I am trying to write a neural network in rust + arrayfire, and while gradient descent works, ADAM does not.
fn back_propagate(
&mut self,
signals: &Vec<Array<f32>>,
labels: &Array<u8>,
learning_rate_alpha: f64,
batch_size: i32,
) {
let mut output = signals.last().unwrap();
let mut error = output - labels;
for layer_index in (0..self.num_layers - 1).rev() {
let signal = Self::add_bias(&signals[layer_index]);
let deriv = self.layer_activations[layer_index].apply_deriv(output);
let delta = &(deriv * error).T();
let matmul = matmul(&delta, &signal, MatProp::NONE, MatProp::NONE);
let gradient_t = (matmul / batch_size).T();
match self.optimizer {
Optimizer::GradientDescent => {
let weight_update = learning_rate_alpha * gradient_t;
self.weights[layer_index] -= weight_update;
}
Optimizer::Adam => {
let exponents = constant(2f32, gradient_t.dims());
self.first_moment_vectors[layer_index] = (&self.beta1[layer_index]

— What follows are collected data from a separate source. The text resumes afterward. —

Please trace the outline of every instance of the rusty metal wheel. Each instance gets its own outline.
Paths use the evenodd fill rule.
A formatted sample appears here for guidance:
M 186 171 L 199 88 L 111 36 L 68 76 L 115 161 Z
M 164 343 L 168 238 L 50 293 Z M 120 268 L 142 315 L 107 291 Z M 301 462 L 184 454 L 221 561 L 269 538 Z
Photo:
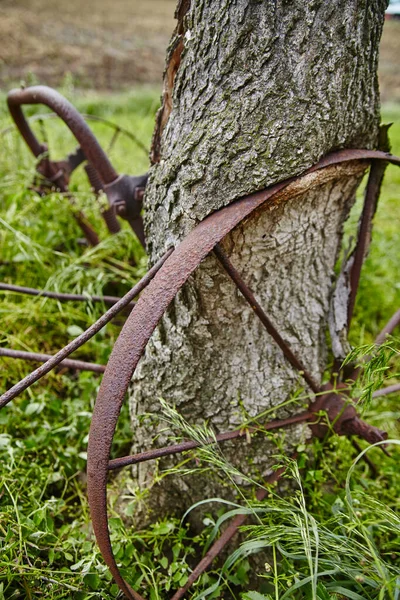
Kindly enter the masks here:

* &self.first_moment_vectors[layer_index])
+ (&self.one_minus_beta1[layer_index] * &gradient_t);
self.second_moment_vectors[layer_index] = (&self.beta2[layer_index]
* &self.second_moment_vectors[layer_index])
+ (&self.one_minus_beta2[layer_index]
* arrayfire::pow(&gradient_t, &exponents, true));
let corrected_first_moment_vector = &self.first_moment_vectors[layer_index]
/ &self.one_minus_beta1[layer_index];
let corrected_second_moment_vector = &self.second_moment_vectors[layer_index]
/ &self.one_minus_beta2[layer_index];
let denominator = sqrt(&corrected_second_moment_vector) + 1e-8;
let weight_update =
learning_rate_alpha * (corrected_first_moment_vector / denominator);
self.weights[layer_index] -= weight_update;
}
}
output = &signals[layer_index];
let err = matmulTT(
&delta,
&self.weights[layer_index],
MatProp::NONE,
MatProp::NONE,
);
error = index(&err, &[seq!(), seq!(1, output.dims()[1] as i32, 1)]);
}
}
I've stored beta1, beta2, 1-beta1, 1-beta2 in constant arrays for every layer just to avoid having to recompute them. It appears to have made no difference.
GradientDescent converges with a learning rate alpha=2.0, however with Adam, if i use alpha>~0.02, the network appears to get locked in. Funnily enough, if I remove all the hidden layers, it does work. Which tells me something, but I'm not sure what it is.